Contemporary Psychology, 44:154-156, 1999

Review of Sexual Addiction: An Integrated Approach, by Aviel Goodman

 

Sex can be addictive. Addictive sex and love are culture bound, and are especially prevalent in the United States and some other Western societies. Sexual addiction is not a disease. Addictive sex occurs on a continuum, with a large part of the population displaying some degree of sex addiction over their life spans. Sexual addiction is resolved when people believe they can—and have the resources to—achieve sufficient gratification from activities inconsistent with compulsive sex.

One who wishes to deal with addictions other than drugs or alcohol can either approach the topic phenomenologically or behaviorally (cf.

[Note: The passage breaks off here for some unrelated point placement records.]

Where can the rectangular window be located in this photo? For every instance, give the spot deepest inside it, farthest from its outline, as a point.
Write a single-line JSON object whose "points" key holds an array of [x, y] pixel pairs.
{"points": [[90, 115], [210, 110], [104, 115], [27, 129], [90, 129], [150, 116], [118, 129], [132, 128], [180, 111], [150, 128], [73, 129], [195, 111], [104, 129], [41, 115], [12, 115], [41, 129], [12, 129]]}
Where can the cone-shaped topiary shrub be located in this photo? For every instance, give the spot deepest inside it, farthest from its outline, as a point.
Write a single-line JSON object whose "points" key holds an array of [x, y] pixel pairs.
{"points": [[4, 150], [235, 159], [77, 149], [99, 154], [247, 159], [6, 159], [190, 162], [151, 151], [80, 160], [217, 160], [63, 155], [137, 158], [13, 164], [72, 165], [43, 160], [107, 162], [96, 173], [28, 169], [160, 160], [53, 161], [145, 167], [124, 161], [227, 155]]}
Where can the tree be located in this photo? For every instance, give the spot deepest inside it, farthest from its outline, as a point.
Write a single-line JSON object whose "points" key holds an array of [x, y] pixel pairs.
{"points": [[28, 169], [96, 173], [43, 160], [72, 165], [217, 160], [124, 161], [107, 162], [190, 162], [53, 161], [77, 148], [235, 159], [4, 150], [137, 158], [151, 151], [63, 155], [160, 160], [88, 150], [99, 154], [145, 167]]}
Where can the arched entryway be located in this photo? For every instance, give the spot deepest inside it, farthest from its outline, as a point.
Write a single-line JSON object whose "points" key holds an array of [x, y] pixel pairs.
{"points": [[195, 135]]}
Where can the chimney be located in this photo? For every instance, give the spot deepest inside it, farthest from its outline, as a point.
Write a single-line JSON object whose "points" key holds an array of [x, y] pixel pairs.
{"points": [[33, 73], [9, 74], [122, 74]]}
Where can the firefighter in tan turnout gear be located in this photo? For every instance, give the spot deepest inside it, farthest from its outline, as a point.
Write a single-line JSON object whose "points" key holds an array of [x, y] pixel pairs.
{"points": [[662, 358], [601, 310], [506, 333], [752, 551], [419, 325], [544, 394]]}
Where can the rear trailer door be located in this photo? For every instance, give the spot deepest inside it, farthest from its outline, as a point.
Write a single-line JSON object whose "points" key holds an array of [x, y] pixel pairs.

Marlatt & Gordon, 1985; Peele & Brodsky, 1975/1991; Peele, 1985/1998) or else claim that somehow the observed behavior implicates biological systems that can be linked to addiction (see Peele, 1981). Today, the National Institute of Mental Health, National Institute on Drug Abuse, and National Institute on Alcohol Abuse and Alcoholism are all committed to uncovering a fundamental neurobiological “cause of addiction” (Hyman, 1996).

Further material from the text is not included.